We have previously written about the first women to take a class at Princeton University, unseating nearly two centuries of tradition. Today, we’re highlighting what our collections tell us about another group of women who changed Princeton’s established patterns as the first to live in campus dorms, another result of World War II’s radical changes to nearly every corner of American life.
During the war, many students left before graduating to enter military service. Completing their degrees posed challenges for both Princeton and its students. James M. Donnelly, Jr. ’43 wrote to administrator C. William Edwards on August 25, 1945. He hoped to return to Princeton, but there were special considerations. “I am also married and hope to bring my wife to Princeton when I return. However, the procedure I must follow to procure housing, with University aid, is also unclear.”

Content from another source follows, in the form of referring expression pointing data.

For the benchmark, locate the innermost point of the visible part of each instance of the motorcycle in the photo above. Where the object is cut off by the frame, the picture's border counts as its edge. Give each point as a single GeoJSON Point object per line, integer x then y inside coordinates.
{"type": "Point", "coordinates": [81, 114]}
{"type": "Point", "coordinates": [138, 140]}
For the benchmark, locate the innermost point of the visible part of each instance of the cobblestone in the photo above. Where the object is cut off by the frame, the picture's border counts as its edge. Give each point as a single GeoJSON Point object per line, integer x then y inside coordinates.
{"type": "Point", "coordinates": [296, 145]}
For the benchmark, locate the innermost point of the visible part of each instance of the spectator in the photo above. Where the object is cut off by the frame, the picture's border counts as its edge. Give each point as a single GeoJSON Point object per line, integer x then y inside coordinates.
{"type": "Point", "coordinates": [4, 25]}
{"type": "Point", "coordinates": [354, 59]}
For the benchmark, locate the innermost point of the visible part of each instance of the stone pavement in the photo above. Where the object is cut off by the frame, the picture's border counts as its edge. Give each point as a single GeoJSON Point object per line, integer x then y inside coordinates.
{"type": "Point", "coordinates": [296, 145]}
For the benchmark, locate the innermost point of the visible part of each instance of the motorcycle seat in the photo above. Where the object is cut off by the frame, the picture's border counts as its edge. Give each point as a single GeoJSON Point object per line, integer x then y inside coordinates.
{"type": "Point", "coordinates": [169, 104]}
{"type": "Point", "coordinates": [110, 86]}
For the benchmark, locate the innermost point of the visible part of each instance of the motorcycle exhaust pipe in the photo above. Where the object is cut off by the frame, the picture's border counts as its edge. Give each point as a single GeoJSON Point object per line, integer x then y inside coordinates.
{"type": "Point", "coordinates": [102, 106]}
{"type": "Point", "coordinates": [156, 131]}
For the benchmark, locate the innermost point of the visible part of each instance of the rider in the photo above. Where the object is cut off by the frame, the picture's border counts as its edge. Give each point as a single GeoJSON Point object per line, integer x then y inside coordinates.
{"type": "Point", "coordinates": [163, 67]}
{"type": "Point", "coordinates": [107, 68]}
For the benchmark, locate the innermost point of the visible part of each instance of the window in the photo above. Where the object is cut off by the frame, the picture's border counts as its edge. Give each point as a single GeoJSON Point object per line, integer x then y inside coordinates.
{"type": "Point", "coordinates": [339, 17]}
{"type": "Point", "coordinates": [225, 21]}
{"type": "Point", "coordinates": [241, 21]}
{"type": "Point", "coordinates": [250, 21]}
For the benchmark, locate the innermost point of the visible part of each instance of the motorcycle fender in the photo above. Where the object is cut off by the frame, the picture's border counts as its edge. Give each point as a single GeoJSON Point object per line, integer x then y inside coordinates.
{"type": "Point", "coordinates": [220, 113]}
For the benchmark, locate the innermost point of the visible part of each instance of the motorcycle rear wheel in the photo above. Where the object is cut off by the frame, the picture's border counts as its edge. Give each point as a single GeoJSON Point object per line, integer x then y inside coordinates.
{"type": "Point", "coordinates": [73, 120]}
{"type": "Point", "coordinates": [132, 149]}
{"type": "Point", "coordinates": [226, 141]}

This wasn’t unclear only to Donnelly. Despite a commitment to allow its students to complete educations disrupted by war, the surge of returning veterans presented huge logistical problems for Princeton. Like Donnelly, many had married; some also had children. But residential colleges are not generally equipped to handle a large population of married undergraduates, and Princeton was no exception. This was, they anticipated, only a temporary problem, but nonetheless an urgent one.
One way Princeton responded to this new housing crisis was to build apartments, but these weren’t ready in time for Donnelly and many others. Thus, Princeton decided to have couples move into Brown Hall and a few other campus locations. For the first time in 200 years, women would live in dormitories at Princeton. If the students accepted these cramped accommodations, Princeton would allow them to return before the new Butler Apartments were constructed. A letter sent to one veteran by the Department of Grounds and Buildings warned, “None of the accommodations offered are at all satisfactory or desirable and very few have private baths or cooking facilities. Those which do are used for assignment to couples with a child.” Despite such ominous words, a significant number of veterans and their wives decided to come back to Princeton anyway.
Two of the women who arrived with this wave of veteran students at Princeton in 1946 were James M. Donnelly’s wife, Ruth Donnelly, and Doris Pike, the wife of Otis Pike, Jr. ’43. The Daily Princetonian put Ruth and Doris to work as columnists reporting on the life of a woman on campus, noting that they had never before had female reporters. Through their columns, we get a glimpse into a side of Princeton rarely seen.
Though living in dorms, the journalists explained that their accommodations bore at least some resemblance to living in an apartment building, because each family was given two or three rooms. In these rooms, residents improvised, using hot plates and waffle irons to create makeshift private “kitchens.” When the weather became too warm to use windowsills for refrigeration, a group pooled their money to buy a small refrigerator to share.
For those who came to Princeton with children, there were additional challenges. Pike and Donnelly reported that those women had sidestepped privacy concerns by simply choosing to live communally. In the words of one veteran quoted in the Princeton Alumni Weekly, “Privacy is something this generation doesn’t know anything about.” These women pooled their resources, shopped for all of the families at once, and cooked and cleaned for the whole group in turn on a schedule they worked out.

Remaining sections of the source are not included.